The Memex has many similar features with the Internet. First, the Memex is a system that can store information like images, texts, and data like a library and this information can be accessed immediately. In addition, the searching result won’t be restricted by a specific term or category. And this sounds just like the search engine which we are accessing every day. Memex’s storing and annotating functions were its essential features, but what pushed this idea forward and made it more advanced is the associative trials feature. The associative trials allow the users to create a linear series of images, texts, and other users can leave their comments about these images and texts below them. This feature appears in pretty much all the social media tools we see today, web blog, FaceBook, Instagram, and even Tiktok. There is no doubt that they were developed based on this idea.

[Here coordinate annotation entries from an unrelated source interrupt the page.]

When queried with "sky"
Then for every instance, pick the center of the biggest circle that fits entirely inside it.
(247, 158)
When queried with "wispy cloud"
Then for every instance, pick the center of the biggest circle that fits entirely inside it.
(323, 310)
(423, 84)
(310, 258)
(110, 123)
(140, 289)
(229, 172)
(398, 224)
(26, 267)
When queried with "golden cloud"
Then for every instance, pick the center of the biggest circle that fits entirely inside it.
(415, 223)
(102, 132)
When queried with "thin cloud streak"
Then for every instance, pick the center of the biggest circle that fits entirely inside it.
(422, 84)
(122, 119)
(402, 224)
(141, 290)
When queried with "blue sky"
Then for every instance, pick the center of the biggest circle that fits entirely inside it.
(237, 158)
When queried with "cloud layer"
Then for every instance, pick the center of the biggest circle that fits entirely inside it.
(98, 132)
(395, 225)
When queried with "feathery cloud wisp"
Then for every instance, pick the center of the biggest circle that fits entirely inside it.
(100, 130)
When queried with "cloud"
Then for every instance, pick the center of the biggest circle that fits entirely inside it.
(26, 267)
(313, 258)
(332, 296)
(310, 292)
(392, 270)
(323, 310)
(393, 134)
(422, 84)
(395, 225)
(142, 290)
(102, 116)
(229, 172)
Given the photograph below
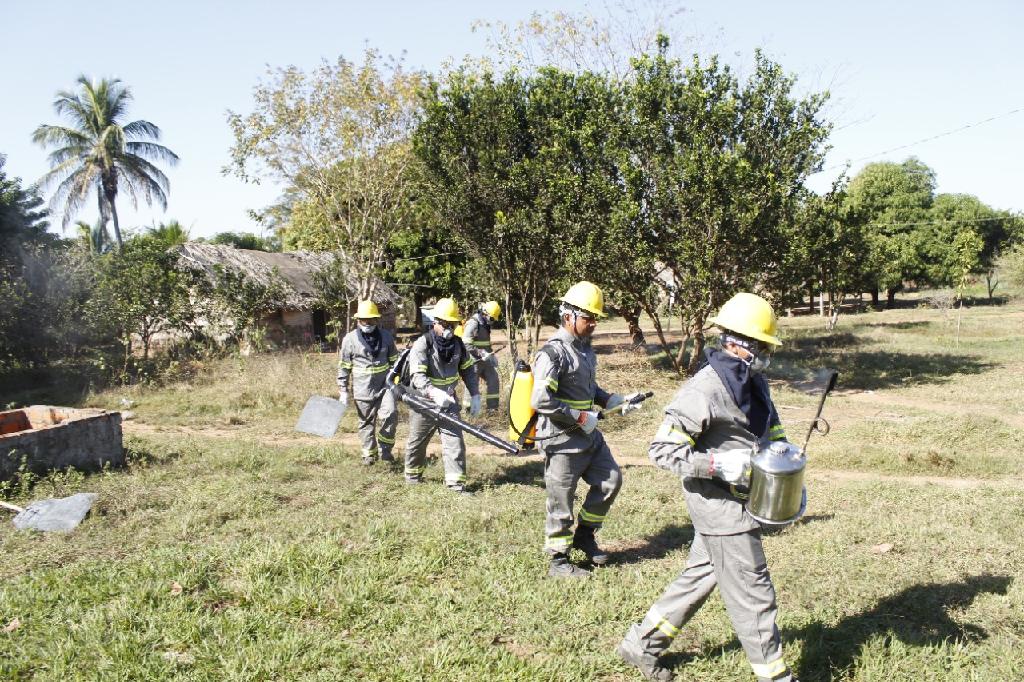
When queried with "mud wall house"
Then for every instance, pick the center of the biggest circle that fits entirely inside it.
(301, 318)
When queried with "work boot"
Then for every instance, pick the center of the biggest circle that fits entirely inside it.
(460, 489)
(584, 540)
(562, 567)
(645, 663)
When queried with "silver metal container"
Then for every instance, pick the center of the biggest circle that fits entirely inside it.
(777, 494)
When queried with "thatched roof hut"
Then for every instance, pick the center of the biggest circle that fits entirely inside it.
(295, 267)
(301, 317)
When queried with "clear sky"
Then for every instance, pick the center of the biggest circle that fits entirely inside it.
(899, 72)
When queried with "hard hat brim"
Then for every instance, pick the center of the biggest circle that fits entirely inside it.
(600, 314)
(767, 338)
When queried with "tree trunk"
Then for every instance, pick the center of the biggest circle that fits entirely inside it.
(510, 330)
(632, 317)
(696, 353)
(663, 341)
(117, 223)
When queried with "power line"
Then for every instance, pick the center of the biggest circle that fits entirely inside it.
(936, 222)
(432, 255)
(927, 139)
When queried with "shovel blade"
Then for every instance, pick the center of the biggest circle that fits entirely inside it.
(321, 416)
(61, 514)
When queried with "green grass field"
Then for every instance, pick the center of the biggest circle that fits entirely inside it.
(232, 549)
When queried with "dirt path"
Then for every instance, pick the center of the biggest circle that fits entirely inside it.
(351, 440)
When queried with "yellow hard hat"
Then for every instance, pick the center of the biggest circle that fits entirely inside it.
(751, 315)
(493, 309)
(367, 310)
(586, 296)
(448, 310)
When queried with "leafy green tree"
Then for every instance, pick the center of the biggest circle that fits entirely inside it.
(23, 218)
(424, 261)
(140, 292)
(247, 241)
(826, 251)
(170, 233)
(714, 172)
(895, 201)
(509, 167)
(98, 152)
(945, 245)
(338, 139)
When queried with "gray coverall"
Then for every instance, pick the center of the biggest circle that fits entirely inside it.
(367, 371)
(476, 336)
(704, 418)
(564, 377)
(426, 370)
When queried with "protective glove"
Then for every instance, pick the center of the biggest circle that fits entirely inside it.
(616, 400)
(440, 398)
(732, 466)
(586, 419)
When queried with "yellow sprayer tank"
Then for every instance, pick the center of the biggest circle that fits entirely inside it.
(519, 408)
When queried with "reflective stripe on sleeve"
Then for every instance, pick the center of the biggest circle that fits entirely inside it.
(672, 433)
(370, 369)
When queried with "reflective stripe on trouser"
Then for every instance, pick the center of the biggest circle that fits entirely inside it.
(369, 413)
(562, 472)
(453, 448)
(736, 563)
(488, 373)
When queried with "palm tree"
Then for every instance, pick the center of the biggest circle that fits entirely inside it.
(94, 239)
(100, 153)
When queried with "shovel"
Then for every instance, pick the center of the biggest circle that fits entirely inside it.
(53, 514)
(321, 416)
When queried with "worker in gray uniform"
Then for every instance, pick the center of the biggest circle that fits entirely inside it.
(367, 353)
(436, 361)
(566, 396)
(717, 420)
(476, 336)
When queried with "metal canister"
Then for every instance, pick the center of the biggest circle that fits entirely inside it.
(777, 494)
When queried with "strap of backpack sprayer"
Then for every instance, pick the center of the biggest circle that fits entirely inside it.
(520, 402)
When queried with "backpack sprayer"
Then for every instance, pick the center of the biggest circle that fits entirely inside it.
(522, 417)
(394, 381)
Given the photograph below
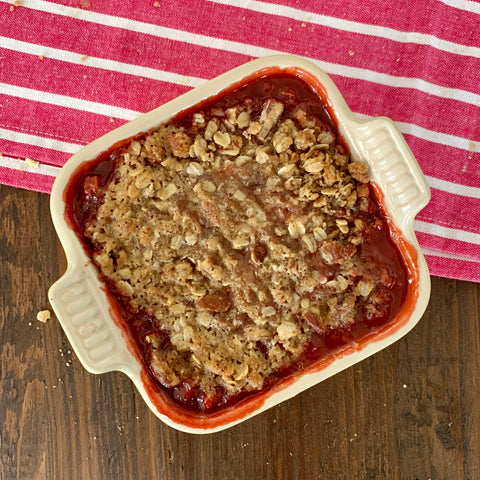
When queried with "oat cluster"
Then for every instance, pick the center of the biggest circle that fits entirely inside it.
(238, 230)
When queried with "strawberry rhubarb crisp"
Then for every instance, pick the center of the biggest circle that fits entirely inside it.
(241, 241)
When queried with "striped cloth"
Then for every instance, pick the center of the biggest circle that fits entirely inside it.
(71, 70)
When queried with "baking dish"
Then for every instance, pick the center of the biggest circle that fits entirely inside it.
(91, 324)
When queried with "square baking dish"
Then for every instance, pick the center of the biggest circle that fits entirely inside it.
(82, 306)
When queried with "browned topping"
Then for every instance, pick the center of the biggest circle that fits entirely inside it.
(238, 230)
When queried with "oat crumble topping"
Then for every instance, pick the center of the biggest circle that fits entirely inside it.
(239, 230)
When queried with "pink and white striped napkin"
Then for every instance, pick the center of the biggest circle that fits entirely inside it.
(71, 70)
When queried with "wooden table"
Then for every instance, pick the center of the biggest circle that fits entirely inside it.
(411, 411)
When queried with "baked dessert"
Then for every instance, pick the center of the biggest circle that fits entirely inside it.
(241, 242)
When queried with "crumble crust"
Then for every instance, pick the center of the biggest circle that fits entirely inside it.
(239, 232)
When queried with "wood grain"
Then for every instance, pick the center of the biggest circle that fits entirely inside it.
(410, 412)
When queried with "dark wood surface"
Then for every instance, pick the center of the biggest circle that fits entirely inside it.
(411, 411)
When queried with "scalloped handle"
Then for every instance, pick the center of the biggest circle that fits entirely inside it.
(85, 318)
(392, 163)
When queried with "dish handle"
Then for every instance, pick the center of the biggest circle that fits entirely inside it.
(393, 167)
(83, 312)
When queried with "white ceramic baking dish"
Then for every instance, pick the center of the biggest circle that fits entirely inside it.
(82, 307)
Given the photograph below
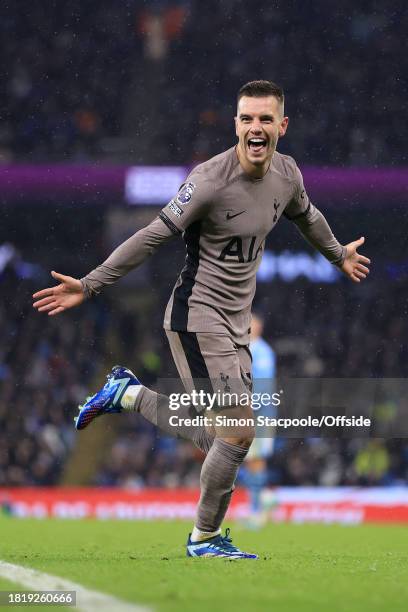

It is still hard to believe that someone actually dreamed of a rough sketch of the Internet in the 1940s’. Even though our computers and the Internet did not inherit all the features of Memex, this avant-garde idea is still worth people to look up and study.
I also find it super interesting how Bush was able to create the Memex system many decades ago. It helped create how we use the internet today.
I thought I had a good imagination until learning about the Memex. I feel like tagging (using hashtags) was something I never really understood and also it was something I thought only celebrities did but now I can almost see it as contributing to the different communities that those tags or links belong to.